The most time consuming part of doing dialect research is the collecting and
digitalisation of data. The data must be available in the specific file
format that
RuG/L04 can handle. If this wasn't
taken into account during digitalisation, you have to convert the data.
The files used by the software, both data and other files, have a human-readable
format. This means that you can edit the files with any editor for
plain text, but this also means that you can
use simple tools such as Perl scripts to process the files. If the data
is in a binary format, for example stored by a database application, you must use that
application to export the data. You use that program to write
the data in a format necessary for RuG/L04,
or in another plain text format, so you can use a script to make the
final conversion.
In addition to the data, there are some other files you need.
You need a file with numbered list of names of location. The file format is
explained in
label file.
(As an example, have a look at the file PA.lbl that was used in the previous
two chapters of this tutorial.)
If you want to get the local incoherence of a
measurement
(see part 6), you'll need a file with
coordinates of the locations. See coordinate file for a
description of the file format. You also need this file if you want to
draw maps. (Example: the file PA.coo used in the previous chapters.)
Other helper files are used only for drawing maps, and are discussed in
part 5 of the tutorial.
Below is a discussion of the file format of the actual dialect data.
Dialect data consists of variants of a series of words (or word groups) as they
are recorded in a series of locations. This data is grouped into a set of
files. A single file has all the variants of one word for all locations. This
is illustrated in the diagram below:
Here is an overview of the file format for individual files.
Note that, in the diagram above, each location has exactly one variant.
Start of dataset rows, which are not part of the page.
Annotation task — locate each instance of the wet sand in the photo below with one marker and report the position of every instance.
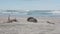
(25, 27)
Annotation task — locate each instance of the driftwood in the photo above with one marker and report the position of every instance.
(31, 19)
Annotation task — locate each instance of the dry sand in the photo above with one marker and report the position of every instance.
(24, 27)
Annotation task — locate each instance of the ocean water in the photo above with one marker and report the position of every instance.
(50, 13)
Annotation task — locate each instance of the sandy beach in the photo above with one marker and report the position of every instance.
(25, 27)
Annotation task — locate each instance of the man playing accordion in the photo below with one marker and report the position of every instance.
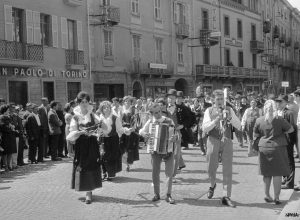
(160, 136)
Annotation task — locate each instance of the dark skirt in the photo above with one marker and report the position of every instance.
(86, 175)
(273, 161)
(130, 147)
(112, 157)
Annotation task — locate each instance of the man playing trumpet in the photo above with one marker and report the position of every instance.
(166, 141)
(217, 123)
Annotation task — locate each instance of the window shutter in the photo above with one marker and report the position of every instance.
(54, 25)
(29, 26)
(8, 22)
(79, 35)
(64, 33)
(36, 27)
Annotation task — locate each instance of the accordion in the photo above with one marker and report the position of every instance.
(159, 140)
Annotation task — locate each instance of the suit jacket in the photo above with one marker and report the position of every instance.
(54, 123)
(43, 118)
(32, 128)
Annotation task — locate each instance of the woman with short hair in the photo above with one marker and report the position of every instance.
(271, 131)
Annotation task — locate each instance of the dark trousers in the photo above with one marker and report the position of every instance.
(20, 159)
(33, 146)
(289, 180)
(44, 140)
(54, 139)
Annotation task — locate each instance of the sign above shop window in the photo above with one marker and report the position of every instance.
(43, 73)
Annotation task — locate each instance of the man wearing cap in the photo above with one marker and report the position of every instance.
(297, 99)
(43, 114)
(172, 113)
(283, 111)
(33, 129)
(217, 123)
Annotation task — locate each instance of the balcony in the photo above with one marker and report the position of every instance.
(112, 15)
(73, 3)
(230, 72)
(21, 51)
(182, 31)
(233, 4)
(74, 57)
(267, 27)
(256, 46)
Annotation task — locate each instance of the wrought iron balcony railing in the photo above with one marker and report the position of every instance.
(230, 71)
(21, 51)
(256, 46)
(182, 31)
(74, 57)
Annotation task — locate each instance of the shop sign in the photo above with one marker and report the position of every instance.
(40, 72)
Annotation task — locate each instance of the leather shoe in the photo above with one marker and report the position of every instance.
(155, 198)
(211, 191)
(227, 201)
(286, 187)
(170, 200)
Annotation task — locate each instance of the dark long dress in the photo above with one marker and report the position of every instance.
(86, 175)
(8, 136)
(130, 143)
(112, 157)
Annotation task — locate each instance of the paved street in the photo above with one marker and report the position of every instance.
(43, 192)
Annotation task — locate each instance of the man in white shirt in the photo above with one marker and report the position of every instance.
(217, 123)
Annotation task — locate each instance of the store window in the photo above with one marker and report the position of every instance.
(45, 29)
(48, 90)
(73, 88)
(18, 92)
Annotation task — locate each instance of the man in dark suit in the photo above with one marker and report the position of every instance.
(54, 130)
(33, 128)
(184, 117)
(43, 112)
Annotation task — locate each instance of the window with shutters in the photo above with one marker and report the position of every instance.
(135, 7)
(108, 43)
(45, 29)
(157, 9)
(136, 46)
(240, 59)
(239, 29)
(226, 26)
(158, 50)
(71, 34)
(18, 24)
(180, 53)
(205, 20)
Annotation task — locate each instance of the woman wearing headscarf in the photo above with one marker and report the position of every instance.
(271, 131)
(130, 141)
(86, 174)
(110, 138)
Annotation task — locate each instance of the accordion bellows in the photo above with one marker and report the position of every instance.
(159, 140)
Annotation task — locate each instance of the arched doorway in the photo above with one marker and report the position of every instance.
(182, 85)
(137, 89)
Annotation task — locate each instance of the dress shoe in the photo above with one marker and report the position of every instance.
(56, 159)
(286, 187)
(211, 191)
(156, 198)
(180, 168)
(277, 202)
(170, 200)
(227, 201)
(268, 199)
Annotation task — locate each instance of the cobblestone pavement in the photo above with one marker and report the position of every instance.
(43, 191)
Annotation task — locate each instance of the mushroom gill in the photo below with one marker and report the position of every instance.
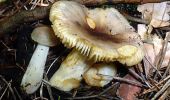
(100, 34)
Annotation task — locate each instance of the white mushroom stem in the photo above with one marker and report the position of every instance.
(69, 75)
(100, 74)
(34, 73)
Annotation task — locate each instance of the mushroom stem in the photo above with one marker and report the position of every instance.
(69, 75)
(34, 73)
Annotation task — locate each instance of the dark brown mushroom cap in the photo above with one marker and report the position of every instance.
(100, 34)
(44, 35)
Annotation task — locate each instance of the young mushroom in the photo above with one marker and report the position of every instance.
(100, 34)
(69, 75)
(32, 78)
(70, 72)
(157, 14)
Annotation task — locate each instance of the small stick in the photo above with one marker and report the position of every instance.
(167, 84)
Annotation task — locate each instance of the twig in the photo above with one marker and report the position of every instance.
(94, 96)
(167, 84)
(129, 82)
(167, 70)
(11, 23)
(48, 87)
(9, 86)
(100, 2)
(17, 94)
(3, 93)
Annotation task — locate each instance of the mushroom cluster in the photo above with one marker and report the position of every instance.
(99, 37)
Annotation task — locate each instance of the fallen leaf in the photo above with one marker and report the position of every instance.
(128, 91)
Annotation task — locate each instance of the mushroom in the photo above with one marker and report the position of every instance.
(69, 75)
(152, 13)
(100, 34)
(70, 72)
(32, 78)
(100, 74)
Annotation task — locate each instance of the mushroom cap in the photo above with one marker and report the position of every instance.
(97, 33)
(100, 74)
(44, 35)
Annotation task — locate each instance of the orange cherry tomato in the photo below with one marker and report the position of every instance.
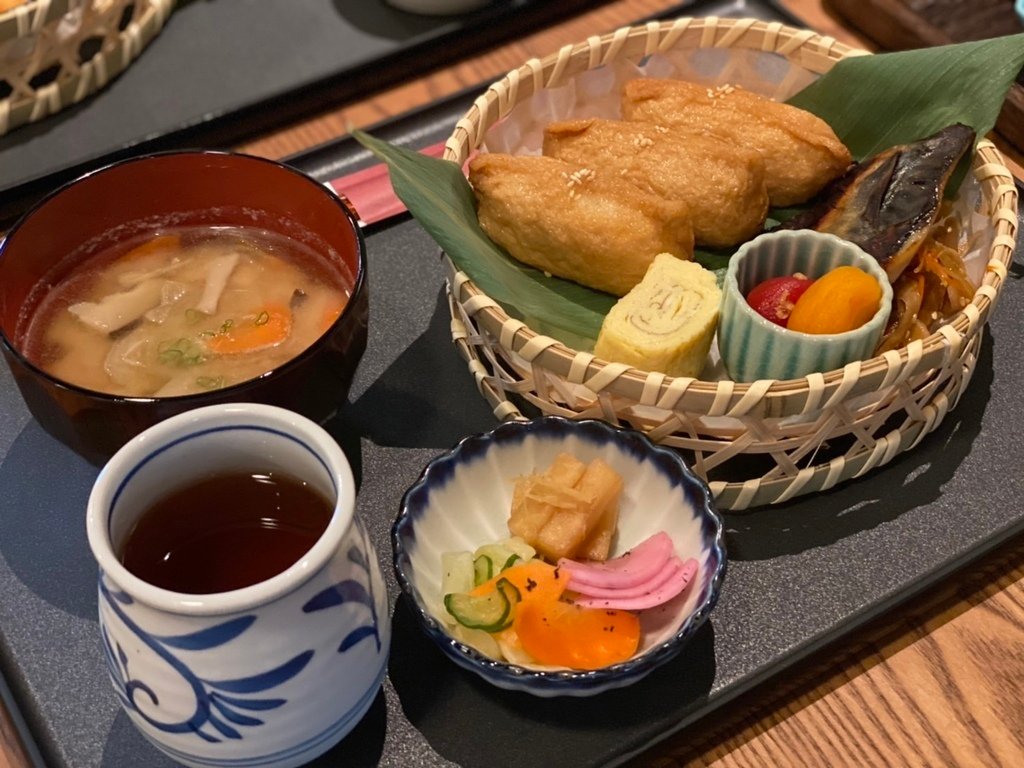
(561, 634)
(841, 300)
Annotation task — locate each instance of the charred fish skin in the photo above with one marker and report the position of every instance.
(887, 203)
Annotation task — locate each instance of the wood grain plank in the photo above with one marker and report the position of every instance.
(937, 683)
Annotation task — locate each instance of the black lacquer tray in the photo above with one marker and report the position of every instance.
(801, 576)
(222, 71)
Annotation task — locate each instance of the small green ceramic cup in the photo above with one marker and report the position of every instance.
(753, 347)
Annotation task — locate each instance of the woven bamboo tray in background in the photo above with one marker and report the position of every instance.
(53, 53)
(757, 443)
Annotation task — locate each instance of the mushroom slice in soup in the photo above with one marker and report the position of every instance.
(116, 310)
(216, 280)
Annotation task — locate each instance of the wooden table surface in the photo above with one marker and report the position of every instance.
(939, 682)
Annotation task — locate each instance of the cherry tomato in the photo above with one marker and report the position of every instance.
(774, 298)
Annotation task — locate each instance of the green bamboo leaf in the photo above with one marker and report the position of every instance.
(439, 197)
(875, 102)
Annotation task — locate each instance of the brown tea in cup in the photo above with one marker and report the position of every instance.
(225, 531)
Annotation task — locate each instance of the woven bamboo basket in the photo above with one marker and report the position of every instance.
(53, 53)
(756, 443)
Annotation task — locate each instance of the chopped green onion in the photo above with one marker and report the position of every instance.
(210, 382)
(180, 352)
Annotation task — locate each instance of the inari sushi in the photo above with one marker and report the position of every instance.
(577, 222)
(721, 183)
(801, 153)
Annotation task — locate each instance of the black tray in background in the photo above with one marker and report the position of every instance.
(223, 70)
(801, 576)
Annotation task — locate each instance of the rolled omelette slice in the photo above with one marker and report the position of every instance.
(667, 322)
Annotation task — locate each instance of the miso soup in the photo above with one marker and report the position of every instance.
(184, 310)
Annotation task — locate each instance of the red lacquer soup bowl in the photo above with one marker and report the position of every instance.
(188, 192)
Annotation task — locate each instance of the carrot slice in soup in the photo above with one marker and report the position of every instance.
(557, 633)
(160, 243)
(264, 329)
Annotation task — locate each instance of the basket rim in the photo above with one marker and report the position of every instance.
(31, 15)
(74, 84)
(805, 48)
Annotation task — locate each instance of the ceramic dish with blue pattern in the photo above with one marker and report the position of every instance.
(463, 499)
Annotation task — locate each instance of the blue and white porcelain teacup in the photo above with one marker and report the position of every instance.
(272, 674)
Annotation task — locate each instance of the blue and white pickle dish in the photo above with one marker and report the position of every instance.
(753, 347)
(463, 499)
(268, 675)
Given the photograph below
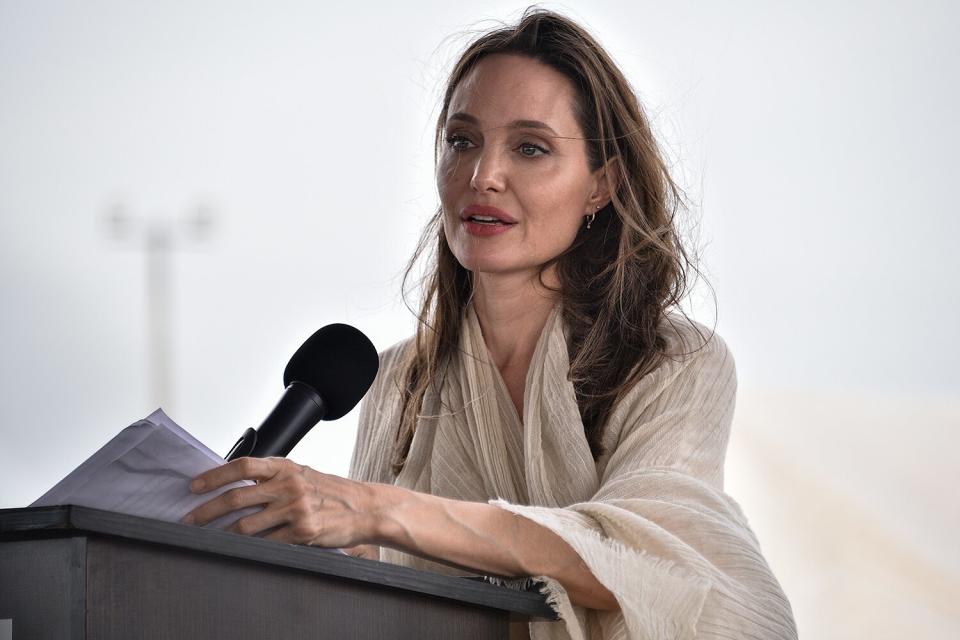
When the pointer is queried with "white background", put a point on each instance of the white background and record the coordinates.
(817, 140)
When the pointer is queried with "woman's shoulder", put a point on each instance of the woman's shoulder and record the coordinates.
(689, 343)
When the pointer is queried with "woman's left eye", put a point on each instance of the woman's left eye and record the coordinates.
(531, 150)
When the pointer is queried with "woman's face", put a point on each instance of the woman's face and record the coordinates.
(513, 174)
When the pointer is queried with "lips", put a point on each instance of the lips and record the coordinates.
(485, 214)
(483, 220)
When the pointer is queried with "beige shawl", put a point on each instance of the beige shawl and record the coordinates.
(649, 518)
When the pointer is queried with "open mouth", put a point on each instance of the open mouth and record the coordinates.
(488, 220)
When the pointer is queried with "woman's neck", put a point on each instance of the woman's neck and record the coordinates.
(512, 310)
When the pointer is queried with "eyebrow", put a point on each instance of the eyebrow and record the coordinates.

That
doesn't need to be. You can have for one word more than one variant for a single
location, or none at all.
Suppose you have all data neatly distributed in a set of files, but not with
all variants of one word for all locations in one file, but all variants
of all words for a single location in one file, like this:
In this case, you need to redistribute the data. For this, you can use the
perfiles program. In this case too, the
data needs a specific format to be handled, as is explained in the manual
of
perfiles.
If you have the data in a single spreadsheet, then you can use the
sssplit program to split the data into a
set of separate files. You need to save the spreadsheet first as a
tab-delimited file or as a comma-delimited file.